Que foi concebido pelo poder do Espírito Santo, nasceu da Virgem Maria

El_Greco_-_Anunciação O terceiro artigo do Símbolo dos Apóstolos traz a matéria de fé referente ao advento da Encarnação de nosso Senhor Jesus Cristo. É importante notar que, assim como chama atenção São Tomás de Aquino, o cristão não crê simplesmente em Deus ou em Seu Filho, mas deve crer que o próprio Verbo de Deus, Segunda Pessoa da Santíssima Trindade se fez homem e armou sua tenda entre nós (Jo 1, 14) para nossa Salvação.

O Filho de Deus fez-se então, verdadeiro homem sem que fosse perdida sua natureza divina. Cremos então que Jesus Cristo é verdadeiramente homem e verdadeiramente Deus. Contra os erros que apareceram sobre esta verdade de fé, a Igreja sempre afirmou que em Cristo co-existem sem confusão nem mistura as duas naturezas, ou seja, em tal admirável união permanecem resguardadas as ações e propriedades de ambas as naturezas.

O artigo afirma também que a Encarnação é fruto da ação da Terceira Pessoa da Santíssima Trindade, o Espírito Santo. Contudo, sabemos que em toda obra de Deus – desde a Criação até o fim dos tempos – está presente a Trindade toda inteira.

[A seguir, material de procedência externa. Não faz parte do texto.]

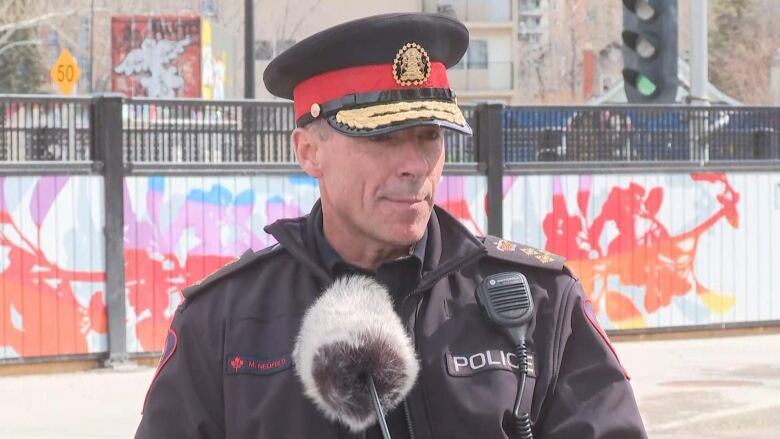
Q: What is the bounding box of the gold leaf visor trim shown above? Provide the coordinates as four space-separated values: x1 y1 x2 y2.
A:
336 101 466 130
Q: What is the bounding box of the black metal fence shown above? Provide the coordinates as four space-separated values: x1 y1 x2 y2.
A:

Como devemos compreender esta afirmação, então? A Escritura sempre põe em relevo certas propriedades de Deus atribuindo-as ora a uma das Pessoas, ora a Outra. Ao Pai é atribuído o poder supremo sobre todas as coisas, ao Filho a Sabedoria e ao Santo Espírito, o Amor. Como a Encarnação é a expressão máxima do Amor de Deus pelo mundo, a Encarnação é apontada como ação do Espírito Santo (cf. Lc 1, 35).

Neste artigo também afirmamos a virgindade de Maria Santíssima. Devemos sempre ter em mente que os atributos e graças de Maria são sempre por conta de sua Santíssima maternidade. Ao professarmos a virgindade de Maria cremos que Deus, assim como criou do nada tudo o que existe, fecundou sobrenaturalmente a Santíssima Virgem sem o auxílio ou concorrência de nada para além de Sua Vontade. O Cristo é, assim, verdadeiramente o novo Adão, que inaugura de novo a humanidade unida com Deus agora em Aliança indissolúvel. Jesus Cristo é, portanto, verdadeiramente Deus que assume em tudo a condição humana, exceto o pecado para a Ele tudo reconduzir (Ef. 1, 10) nEle fazer novas todas as coisas (Ap. 21, 5).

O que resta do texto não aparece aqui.